Regarding the investment strategy, we observe from Figs. 1(c), 2(c), and 3(c) that the proportion of investment in the risky asset will be zero after certain threshold. To maximize the total expected discounted value of all the dividends, the rational insurers seem to be risk averse. Especially in Fig. 3(c), the insurer is totally risk averse with portfolio in risky asset being zero all the time. In addition, we observe that from Figs. 1(c) and 2(c) that the insurer prefers to put big weight money in the risky asset when the surplus is not high enough. At the mean time, the optimal discounted dividend increases with a faster pace (the derivative is greater than 1). In other words, with small amount of money, the rational investor makes the investment more efficient by choosing investment strategy aggressively. Furthermore, from the two lines in the graphs it is shown that the investment strategy varies in different regimes due to the Markov switching.

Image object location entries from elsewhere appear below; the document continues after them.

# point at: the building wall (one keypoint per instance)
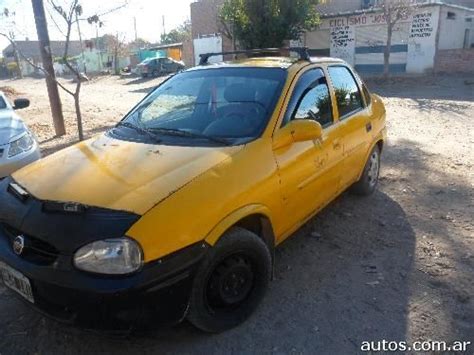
(205, 23)
(422, 40)
(335, 6)
(360, 39)
(452, 31)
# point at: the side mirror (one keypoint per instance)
(297, 131)
(20, 103)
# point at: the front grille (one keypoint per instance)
(35, 250)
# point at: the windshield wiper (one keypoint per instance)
(183, 133)
(145, 131)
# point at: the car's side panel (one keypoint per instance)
(309, 171)
(247, 178)
(234, 217)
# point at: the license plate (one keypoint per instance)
(16, 281)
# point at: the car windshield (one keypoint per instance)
(230, 104)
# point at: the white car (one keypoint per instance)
(18, 146)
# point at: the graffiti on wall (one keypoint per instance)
(422, 25)
(343, 42)
(363, 19)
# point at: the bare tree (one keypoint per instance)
(115, 45)
(394, 11)
(70, 16)
(7, 18)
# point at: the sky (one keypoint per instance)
(148, 14)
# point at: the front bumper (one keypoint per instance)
(158, 295)
(10, 165)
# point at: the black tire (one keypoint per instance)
(370, 177)
(231, 282)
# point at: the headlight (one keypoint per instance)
(110, 256)
(23, 144)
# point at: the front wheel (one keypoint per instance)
(370, 177)
(230, 282)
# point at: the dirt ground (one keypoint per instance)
(398, 265)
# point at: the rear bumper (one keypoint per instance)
(158, 295)
(10, 165)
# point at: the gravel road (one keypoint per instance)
(398, 265)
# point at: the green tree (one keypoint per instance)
(267, 23)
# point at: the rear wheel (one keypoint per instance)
(370, 177)
(230, 282)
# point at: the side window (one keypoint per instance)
(347, 92)
(310, 99)
(315, 104)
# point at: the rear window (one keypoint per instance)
(347, 92)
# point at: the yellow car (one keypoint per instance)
(175, 212)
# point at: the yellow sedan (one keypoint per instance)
(175, 212)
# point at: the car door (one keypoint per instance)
(167, 65)
(354, 116)
(309, 171)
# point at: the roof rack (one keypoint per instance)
(301, 51)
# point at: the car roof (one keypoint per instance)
(268, 62)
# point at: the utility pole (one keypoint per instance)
(80, 42)
(45, 50)
(164, 29)
(135, 27)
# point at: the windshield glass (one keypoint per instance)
(230, 103)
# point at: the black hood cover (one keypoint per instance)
(66, 227)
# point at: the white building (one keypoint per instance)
(433, 37)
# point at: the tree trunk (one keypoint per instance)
(78, 110)
(386, 52)
(52, 86)
(18, 62)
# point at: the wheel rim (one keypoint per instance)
(373, 172)
(231, 282)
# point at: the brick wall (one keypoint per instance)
(454, 60)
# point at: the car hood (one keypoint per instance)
(10, 126)
(115, 174)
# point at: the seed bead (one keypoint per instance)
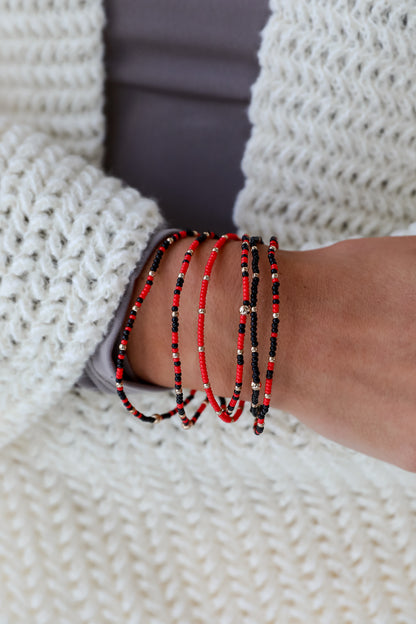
(222, 410)
(186, 422)
(258, 426)
(121, 358)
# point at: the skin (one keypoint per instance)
(346, 355)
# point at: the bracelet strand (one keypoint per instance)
(186, 422)
(221, 409)
(258, 426)
(129, 326)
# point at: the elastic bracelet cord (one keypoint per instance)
(255, 384)
(258, 426)
(129, 325)
(221, 410)
(186, 422)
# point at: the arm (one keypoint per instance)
(346, 360)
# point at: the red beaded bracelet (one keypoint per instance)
(221, 410)
(258, 426)
(129, 325)
(186, 422)
(255, 278)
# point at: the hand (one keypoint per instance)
(347, 349)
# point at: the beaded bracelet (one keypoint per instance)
(221, 410)
(255, 384)
(129, 325)
(258, 426)
(186, 423)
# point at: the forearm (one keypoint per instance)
(149, 349)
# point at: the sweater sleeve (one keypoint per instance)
(100, 370)
(70, 237)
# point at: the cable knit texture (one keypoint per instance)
(104, 520)
(332, 151)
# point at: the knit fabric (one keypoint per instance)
(70, 238)
(51, 70)
(107, 520)
(332, 151)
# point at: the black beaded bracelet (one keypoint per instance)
(129, 326)
(255, 384)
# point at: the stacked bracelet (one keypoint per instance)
(221, 410)
(248, 307)
(186, 422)
(255, 278)
(127, 331)
(258, 426)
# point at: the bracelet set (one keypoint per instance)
(225, 412)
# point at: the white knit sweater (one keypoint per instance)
(102, 518)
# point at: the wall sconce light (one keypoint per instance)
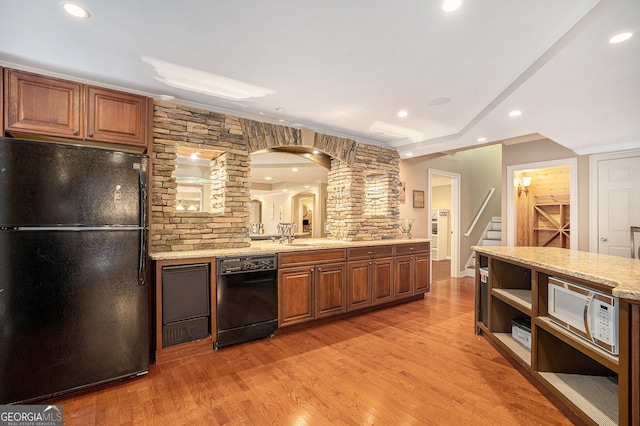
(524, 187)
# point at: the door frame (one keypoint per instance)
(573, 194)
(454, 220)
(594, 194)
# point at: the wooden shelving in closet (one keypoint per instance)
(551, 222)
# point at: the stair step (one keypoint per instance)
(494, 235)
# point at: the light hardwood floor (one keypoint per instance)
(413, 364)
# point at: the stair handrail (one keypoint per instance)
(482, 207)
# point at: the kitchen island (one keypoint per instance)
(319, 280)
(598, 386)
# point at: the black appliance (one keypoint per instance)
(247, 298)
(74, 298)
(185, 303)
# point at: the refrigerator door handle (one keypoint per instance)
(142, 260)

In Figs. 1(d), 2(d), and 3(d), we use “1” to denote the region in QVIs when regular control is dominant and “2” to denote the region in QVIs when singular control is dominant. Although the optimal values of the discounted total dividend in different regimes do not have big difference, the dividend payment policies are very different in different regimes. In particular regime, from Figs. 1(c), 2(c), and 3(c) we find that the singular control is dominant when the investment in risky assets becomes zero. It seems that the insurer chooses to put money in the riskless asset or pay out the surplus as dividend when it is high enough to avoid the possible risk.

6 Concluding Remarks

In this work, we have developed numerical approximation schemes for finding the optimal investment and dividend payment policy to maximize the total discounted dividend paid out until the lifetime of ruin. A generalized regime-switching jump diffusion formulation of surplus with singular control is presented. Although one could derive the associated system of integro-differential QVIs by using the usual dynamic programming approach together with the use of properties of regime-switchings, solving the mixed regular-singular control problem is very difficult to solve analytically. As an alternative, we presented a Markov chain approximation method using mainly probabilistic methods. For the singular control part, a technique of time rescaling is used. In the actual computation, the optimal value function can be obtained by using the value or policy iteration methods. The method proposed in this paper can be extended to more complicated payoff functions.

In addition, not only will the numerical approaches provide guidance for the decision makers in the financial and insurance industries but also help researchers to gain further understanding for more complex problems encountered. The numerical results that may not be obtained by using classical models will provide insight in studying the dividend payment and investment strategies and have the potential to benefit society as a whole. Furthermore, although the primary motivation stems from investment and dividend payout strategies, the techniques and the algorithms suggested in fact are applicable to a wide range of regime-switching impulse control problems.